Windenergie gegen Nordseevergiftung

■ Bohrinsel „Brent Spar“ bleibt besetzt

Berlin (taz) – Seit gestern dreht sich ein Windrad auf der Ölplattform „Brent Spar“ in der Nordsee. Es versorgt Aktivisten von Greenpeace mit dem Strom, der nicht zuletzt für das Funken der neusten Lageberichte gebraucht wird. Die Greenpeacler halten die Bohrplattform seit dem 30. April besetzt. Sie gehört dem Shell-Konzern. Öl fördert sie keines mehr. Nach internen Papieren der britischen Regierung soll sie vielmehr zum Modellfall industriefreundlicher Umweltpolitik werden. Shell will die „Brent Spar“ schlicht versenken. Greenpeace dagegen verlangt eine „umweltgerechte Entsorgung“. Die Plattform enthält nach Schätzungen der Umweltorganisation über 100 Tonnen giftige Chemikalien, radioaktive Abfälle und Ölschlamm. Giftmüllexperte Jan Rispens auf der „Brent Spar“: „Die Shell-Plattform soll den Präzedenzfall für die Versenkung weit größerer Giftmüllmengen in der Nordsee schaffen. Insgesamt haben wir es allein auf den 60 britischen Bohrinseln in der Nordsee mit etwa 700 Tonnen Blei, 4.300 Tonnen Zink, 8 Tonnen PCB-verseuchten Flüssigkeiten, 160 Tonnen giftiger Gase, 13.000 Tonnen Altöl sowie 1.200 Tonnen radioaktiver Abfälle zu tun.“

Sämtliche Verhandlungen um den Schutz der Nordsee würden damit zur „Farce“, warnt Rispens. Das absichtliche Verschmutzen von Meeren verstoße außerdem gegen internationale Abkommen wie Osparcom (Oslo-Paris-Commission gegen Verschmutzung des Nordostatlantiks), die London- Dumping-Covention und die Nordseeschutzkonferenz.

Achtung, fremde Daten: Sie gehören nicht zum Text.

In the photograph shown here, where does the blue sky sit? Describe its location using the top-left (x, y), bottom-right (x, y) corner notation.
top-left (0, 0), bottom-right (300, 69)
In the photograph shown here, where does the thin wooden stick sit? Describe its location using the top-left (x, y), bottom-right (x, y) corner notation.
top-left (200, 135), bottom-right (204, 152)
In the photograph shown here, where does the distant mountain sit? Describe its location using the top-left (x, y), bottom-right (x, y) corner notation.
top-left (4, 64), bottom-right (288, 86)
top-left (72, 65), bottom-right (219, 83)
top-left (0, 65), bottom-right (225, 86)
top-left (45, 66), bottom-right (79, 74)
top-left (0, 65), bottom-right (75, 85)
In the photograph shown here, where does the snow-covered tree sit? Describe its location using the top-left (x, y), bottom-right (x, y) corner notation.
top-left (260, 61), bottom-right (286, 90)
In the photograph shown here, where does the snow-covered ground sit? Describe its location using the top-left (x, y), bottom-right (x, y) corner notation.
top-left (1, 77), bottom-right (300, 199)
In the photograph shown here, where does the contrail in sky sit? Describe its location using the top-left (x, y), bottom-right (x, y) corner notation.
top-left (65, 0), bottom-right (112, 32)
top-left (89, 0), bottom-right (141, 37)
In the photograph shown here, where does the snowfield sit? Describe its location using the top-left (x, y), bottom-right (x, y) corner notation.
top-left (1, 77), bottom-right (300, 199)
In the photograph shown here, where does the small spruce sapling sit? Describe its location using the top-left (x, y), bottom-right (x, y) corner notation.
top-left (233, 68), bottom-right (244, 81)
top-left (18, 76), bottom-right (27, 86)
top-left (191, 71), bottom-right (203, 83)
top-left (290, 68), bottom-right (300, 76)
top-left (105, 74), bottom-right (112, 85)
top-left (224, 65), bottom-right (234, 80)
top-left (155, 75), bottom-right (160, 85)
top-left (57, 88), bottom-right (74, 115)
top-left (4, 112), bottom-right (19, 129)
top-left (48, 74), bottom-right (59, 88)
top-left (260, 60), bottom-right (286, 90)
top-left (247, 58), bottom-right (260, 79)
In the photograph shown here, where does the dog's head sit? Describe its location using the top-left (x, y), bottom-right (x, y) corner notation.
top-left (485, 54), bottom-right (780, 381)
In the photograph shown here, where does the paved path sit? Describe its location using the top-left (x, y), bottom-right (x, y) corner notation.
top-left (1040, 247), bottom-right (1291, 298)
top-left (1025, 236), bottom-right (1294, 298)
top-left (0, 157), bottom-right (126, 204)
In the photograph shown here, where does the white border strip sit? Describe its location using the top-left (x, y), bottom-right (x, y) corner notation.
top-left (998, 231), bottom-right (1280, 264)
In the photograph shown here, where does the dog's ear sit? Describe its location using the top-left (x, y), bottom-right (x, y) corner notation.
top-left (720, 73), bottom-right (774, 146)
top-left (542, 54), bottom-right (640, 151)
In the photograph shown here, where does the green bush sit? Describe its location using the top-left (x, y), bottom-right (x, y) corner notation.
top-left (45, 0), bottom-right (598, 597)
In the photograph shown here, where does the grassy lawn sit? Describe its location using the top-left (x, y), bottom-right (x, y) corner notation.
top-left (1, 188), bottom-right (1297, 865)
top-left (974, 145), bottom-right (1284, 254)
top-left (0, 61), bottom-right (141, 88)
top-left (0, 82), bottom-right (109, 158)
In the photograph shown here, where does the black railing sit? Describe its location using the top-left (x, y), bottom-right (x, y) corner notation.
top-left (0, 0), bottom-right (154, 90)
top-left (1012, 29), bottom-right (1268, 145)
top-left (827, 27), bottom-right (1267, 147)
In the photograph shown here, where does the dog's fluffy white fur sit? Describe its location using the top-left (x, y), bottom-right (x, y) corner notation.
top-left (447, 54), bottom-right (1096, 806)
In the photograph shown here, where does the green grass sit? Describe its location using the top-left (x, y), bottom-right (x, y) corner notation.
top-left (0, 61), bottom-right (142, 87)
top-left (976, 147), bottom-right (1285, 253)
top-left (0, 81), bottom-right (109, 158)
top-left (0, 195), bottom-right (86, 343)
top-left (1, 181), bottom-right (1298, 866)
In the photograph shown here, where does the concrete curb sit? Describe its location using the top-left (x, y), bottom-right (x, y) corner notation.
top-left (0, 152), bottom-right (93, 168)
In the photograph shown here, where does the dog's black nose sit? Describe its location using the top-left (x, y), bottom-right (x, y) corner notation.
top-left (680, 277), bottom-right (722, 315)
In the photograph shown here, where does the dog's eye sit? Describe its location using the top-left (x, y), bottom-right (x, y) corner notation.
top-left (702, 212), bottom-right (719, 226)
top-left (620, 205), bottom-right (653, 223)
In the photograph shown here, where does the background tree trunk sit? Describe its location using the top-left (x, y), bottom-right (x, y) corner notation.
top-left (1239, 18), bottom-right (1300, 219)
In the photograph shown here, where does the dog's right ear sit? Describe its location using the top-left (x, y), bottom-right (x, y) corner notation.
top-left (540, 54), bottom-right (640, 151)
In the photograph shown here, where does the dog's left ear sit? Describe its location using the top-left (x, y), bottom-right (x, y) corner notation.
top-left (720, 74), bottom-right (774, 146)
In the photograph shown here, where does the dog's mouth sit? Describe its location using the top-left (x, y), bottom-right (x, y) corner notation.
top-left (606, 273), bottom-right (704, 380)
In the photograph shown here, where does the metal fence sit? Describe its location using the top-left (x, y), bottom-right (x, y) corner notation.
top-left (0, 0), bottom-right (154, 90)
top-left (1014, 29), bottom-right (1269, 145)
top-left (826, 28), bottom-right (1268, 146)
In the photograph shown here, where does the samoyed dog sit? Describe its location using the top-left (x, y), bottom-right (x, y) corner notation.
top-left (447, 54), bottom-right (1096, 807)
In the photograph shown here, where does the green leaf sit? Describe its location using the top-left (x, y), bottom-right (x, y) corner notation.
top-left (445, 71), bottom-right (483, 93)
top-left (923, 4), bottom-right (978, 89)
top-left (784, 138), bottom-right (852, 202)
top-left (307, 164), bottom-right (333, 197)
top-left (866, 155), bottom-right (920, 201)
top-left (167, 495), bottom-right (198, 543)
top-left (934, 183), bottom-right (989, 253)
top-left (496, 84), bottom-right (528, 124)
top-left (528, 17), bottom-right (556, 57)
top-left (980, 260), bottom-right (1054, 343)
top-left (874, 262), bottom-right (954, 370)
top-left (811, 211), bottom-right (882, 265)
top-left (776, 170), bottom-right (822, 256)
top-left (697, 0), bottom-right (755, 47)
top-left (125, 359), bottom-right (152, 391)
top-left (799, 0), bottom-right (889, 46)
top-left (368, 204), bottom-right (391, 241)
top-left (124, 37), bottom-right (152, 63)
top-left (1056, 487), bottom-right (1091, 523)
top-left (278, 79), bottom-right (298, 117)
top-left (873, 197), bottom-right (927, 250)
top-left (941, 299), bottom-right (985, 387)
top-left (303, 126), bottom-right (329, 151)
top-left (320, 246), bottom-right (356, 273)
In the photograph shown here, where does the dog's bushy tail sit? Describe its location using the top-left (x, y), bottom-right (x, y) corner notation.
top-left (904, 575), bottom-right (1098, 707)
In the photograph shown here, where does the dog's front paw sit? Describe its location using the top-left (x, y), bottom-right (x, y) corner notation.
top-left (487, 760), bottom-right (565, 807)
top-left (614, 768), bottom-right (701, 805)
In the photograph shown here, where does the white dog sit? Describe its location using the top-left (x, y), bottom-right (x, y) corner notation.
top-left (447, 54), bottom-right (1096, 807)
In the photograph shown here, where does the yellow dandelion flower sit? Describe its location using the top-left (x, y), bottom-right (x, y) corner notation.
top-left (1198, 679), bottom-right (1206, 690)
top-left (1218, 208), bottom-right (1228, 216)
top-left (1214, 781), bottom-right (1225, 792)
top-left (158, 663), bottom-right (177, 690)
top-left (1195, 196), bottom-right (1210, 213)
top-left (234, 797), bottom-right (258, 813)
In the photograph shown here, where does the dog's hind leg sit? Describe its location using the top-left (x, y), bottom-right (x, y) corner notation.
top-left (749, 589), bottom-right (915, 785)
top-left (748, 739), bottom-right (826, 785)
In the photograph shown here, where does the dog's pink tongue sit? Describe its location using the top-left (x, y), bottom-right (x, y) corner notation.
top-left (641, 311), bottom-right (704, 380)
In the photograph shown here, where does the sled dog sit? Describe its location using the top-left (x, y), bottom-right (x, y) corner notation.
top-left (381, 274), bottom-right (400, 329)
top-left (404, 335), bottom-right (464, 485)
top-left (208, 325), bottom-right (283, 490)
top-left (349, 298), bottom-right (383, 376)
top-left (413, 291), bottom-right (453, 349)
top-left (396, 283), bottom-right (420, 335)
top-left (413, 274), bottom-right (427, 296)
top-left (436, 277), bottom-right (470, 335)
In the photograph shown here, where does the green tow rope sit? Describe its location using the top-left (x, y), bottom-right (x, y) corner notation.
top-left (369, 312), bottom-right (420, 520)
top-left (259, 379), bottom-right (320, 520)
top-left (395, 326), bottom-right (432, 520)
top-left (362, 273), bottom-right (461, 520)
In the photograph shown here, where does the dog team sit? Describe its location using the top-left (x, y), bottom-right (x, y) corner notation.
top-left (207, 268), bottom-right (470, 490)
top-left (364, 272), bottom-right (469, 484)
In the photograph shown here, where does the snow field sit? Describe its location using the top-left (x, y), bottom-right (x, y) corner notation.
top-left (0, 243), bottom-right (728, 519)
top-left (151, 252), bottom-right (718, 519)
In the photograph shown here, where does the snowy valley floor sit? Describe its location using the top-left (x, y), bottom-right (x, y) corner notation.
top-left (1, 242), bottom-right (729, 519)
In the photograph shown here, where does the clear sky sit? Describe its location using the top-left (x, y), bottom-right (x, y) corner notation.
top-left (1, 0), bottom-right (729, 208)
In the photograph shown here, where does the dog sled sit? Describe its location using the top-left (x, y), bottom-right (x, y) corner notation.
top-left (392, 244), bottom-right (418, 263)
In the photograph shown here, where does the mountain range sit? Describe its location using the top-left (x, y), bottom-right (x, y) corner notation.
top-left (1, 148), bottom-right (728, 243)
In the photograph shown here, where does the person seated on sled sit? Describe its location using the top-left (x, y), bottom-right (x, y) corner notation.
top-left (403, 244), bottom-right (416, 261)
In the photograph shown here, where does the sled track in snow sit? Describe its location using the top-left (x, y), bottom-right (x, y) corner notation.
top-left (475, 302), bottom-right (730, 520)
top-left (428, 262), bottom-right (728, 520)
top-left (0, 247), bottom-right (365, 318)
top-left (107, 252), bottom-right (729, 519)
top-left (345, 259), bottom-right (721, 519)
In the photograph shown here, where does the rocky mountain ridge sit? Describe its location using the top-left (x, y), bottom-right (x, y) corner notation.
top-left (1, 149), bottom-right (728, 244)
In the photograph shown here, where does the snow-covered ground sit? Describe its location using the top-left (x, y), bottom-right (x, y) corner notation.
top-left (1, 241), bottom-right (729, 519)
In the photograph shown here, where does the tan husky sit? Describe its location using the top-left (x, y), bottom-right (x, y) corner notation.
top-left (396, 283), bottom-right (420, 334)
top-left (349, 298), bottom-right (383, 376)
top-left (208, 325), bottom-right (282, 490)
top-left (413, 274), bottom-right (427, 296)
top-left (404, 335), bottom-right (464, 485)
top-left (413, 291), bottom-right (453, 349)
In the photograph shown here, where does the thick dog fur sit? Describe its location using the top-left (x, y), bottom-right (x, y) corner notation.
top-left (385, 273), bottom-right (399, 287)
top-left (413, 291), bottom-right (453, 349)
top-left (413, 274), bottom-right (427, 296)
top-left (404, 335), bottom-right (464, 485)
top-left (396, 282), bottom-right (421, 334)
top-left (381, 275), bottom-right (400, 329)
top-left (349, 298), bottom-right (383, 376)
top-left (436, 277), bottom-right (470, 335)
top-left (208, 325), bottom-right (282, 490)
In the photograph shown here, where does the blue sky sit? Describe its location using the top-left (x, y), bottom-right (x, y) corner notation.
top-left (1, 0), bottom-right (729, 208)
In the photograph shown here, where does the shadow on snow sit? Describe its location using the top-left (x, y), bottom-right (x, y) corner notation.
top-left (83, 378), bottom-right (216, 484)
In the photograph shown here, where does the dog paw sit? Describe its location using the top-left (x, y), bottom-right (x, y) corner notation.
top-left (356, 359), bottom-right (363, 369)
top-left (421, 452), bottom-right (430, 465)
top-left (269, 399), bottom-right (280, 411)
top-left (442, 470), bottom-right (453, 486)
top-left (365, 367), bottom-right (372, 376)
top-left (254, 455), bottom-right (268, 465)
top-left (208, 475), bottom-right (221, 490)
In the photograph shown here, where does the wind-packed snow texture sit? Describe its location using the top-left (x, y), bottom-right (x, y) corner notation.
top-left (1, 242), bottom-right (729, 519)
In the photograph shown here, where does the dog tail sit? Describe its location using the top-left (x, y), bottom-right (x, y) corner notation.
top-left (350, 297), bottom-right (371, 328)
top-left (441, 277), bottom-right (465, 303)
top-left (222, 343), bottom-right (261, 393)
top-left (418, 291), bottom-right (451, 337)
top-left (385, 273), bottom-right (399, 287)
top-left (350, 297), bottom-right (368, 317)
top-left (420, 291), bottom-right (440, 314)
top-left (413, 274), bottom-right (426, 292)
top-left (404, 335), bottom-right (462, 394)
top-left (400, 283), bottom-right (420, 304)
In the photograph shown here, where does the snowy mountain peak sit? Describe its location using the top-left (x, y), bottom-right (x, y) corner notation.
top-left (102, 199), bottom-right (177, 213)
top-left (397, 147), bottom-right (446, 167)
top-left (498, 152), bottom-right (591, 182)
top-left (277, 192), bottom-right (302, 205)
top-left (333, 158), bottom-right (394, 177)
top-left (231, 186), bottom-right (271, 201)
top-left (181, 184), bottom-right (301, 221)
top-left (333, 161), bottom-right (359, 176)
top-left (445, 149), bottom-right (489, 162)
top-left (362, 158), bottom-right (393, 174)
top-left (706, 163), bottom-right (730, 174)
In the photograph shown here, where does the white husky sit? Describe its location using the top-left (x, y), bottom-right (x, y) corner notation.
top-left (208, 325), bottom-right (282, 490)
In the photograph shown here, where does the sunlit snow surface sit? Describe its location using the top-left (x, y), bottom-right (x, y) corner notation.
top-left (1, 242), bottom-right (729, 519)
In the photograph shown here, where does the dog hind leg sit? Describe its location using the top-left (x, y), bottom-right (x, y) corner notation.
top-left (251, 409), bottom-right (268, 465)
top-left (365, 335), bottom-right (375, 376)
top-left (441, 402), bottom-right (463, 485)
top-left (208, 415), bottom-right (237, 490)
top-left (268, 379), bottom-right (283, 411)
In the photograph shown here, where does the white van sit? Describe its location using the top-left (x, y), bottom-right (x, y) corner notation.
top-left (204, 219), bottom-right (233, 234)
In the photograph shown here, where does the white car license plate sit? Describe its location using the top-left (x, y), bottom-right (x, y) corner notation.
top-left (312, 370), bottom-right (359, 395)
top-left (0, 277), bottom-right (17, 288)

Nach den Plänen der Briten soll der obere Teil der Plattform abgesprengt werden. Greenpeace weist darauf hin, daß dieses „Toppling“ genannte Verfahren Fischereischiffe gefährdet, die sich mit ihren Netzen in den Wracks verfangen können. Greenpeace hat die Bundesregierung aufgefordert, im Vorfeld der Anfang Juni stattfindenden Nordseeschutzkonferenz gegen die Versenkung der „Brent Spar“ zu protestieren.